Por Vladimir Aras
Em seu premiado filme Seção especial de justiça, o cineasta Costa-Gavras baseia-se em uma história real: um atentado contra o aspirante a oficial da Marinha alemã (Kriegsmarine), Alfons Moser.
Comandada pelo ativista Pierre Georges, que se notabilizou com o codinome de “coronel Fabien” (foto), a operação da resistência francesa teve lugar na estação de metrô Barbès em Paris no dia 21 de agosto de 1941.
Pierre Georges
O marinheiro nazista foi morto a tiros. Outros atentados ocorreram no período. As forças alemãs que ocupavam a França tomaram reféns e exigiram a execução de 6 “subversivos” como “compensação” pela ações contra a ocupação. Os nazistas tinham o apoio do regime colaboracionista do Marechal Pétain, que governava a França a partir da cidade de Vichy (1940-1944).
Marechal Petáin
Em função do assassinato de Moser, o comando militar nazista na França emitiu um alerta à população, segundo o qual prisioneiros franceses sob custódia alemã seriam fuzilados como represália, caso ocorressem novos atentados contra as forças de ocupação.
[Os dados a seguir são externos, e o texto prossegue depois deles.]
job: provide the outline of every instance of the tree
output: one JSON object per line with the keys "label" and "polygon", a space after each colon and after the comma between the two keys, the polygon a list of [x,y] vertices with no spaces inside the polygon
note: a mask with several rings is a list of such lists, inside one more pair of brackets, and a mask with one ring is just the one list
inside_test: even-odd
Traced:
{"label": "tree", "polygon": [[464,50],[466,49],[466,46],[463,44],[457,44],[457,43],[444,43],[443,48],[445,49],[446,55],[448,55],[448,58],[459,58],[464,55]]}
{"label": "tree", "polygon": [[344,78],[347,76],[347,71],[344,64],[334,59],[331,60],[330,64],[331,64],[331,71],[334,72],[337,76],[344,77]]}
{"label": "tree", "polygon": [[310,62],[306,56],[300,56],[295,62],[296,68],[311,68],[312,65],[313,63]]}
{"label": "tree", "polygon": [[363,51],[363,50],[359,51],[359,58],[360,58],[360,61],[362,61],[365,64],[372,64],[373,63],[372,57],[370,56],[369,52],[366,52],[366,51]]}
Por ideia do ministro do interior francês, Pierre Pucheu (foto) e do procurador Maurice Gabolde, a legislação penal francesa foi alterada e teria um dispositivo de efeito retroativo. E um tribunal de exceção foi criado para julgar membros da resistência, comunistas, anarquistas e judeus.
Pierre Pucheu
A Lei 3.515/1941, redigida em 22 de agosto, após o atentado, e antedatada como sendo de 14 de agosto de 1941, entrou em vigor no dia 23 daquele mês. Tentava-se maquiar sua eficácia retroativa, presente no seu art. 10.
A seção (câmara) especial do Tribunal de Apelação de Paris foi instalada em 26 agosto de 1941. Seu primeiro presidente foi o juiz colaboracionista Michel Benon. No dia seguinte à instalação, a seção especial do Tribunal de Paris, julgando em primeira instância, como corte de exceção, proferiu suas primeiras condenações a morte. Foram condenados Abraham Trzebrucki, André Bréchet e Émile Bastard. Sem direito a recurso, os três foram guilhotinados em 28 de agosto de 1941. As sessões do tribunal eram conduzidas a portas fechadas sem publicidade, alegadamente para evitar risco à ordem pública:
”La cour, considérant que la publicité des débats dans la présente affaire pourrait être dangereuse pour l’ordre public […]ordonne que les débats auront lieu à huis clos”.
Após a libertação da França e a vitória dos Aliados, o procurador Gabolde, que se exilou na Espanha, foi condenado à morte em julgamento realizado a revelia em 1946. Gabolde (foto) nunca foi extraditado para seu país. Veio a prescrição, e ele morreu em Barcelona em 1972 aos 80 anos, impune.
Maurice Gabolde
Já o ex-ministro Pierre Pucheu, que fora preso no Marrocos em 1943, acabou sendo julgado em Argel (foto), para onde foi transferido, e também condenado à morte. Foi executado por um pelotão de fuzilamento em 29 de março de 1944, em território argelino, sob domínio francês, já no governo De Gaulle.
Pucheu em seu julgamento na Argélia
Os juízes do tribunal especial também foram submetidos à justiça transicional e julgados a partir de 1944 em Paris. Em junho de 1945, o juiz Benon foi condenado pela Justiça francesa a prisão perpétua com trabalhos forçados. No júri, a viúva de um dos réus executados, Bréchet, leu uma carta sua. Era um grito de resistência contra a injustiça que sofreria:
”La peine était décidée d’avance,y est-Il dit notamment. Ce soir, je ne serai plus qu’un souvenir.Dis à notre enfant que son père est mort pour défendre la liberté de son pays, la vie des humbles de chez nous”.
Estas foram as últimas palavras de Bréchet: “A sentença foi decidida com antecedência. Esta noite, serei apenas uma memória. Diga ao nosso filho que seu pai morreu para defender a liberdade de seu país, a vida dos humildes de nossa pátria”.
Naquelas tenebrosas décadas, dos 1930-1940, o Brasil também teve um tribunal de exceção: o Tribunal de Segurança Nacional, o famigerado TSN, que funcionou de 1936 a 1945.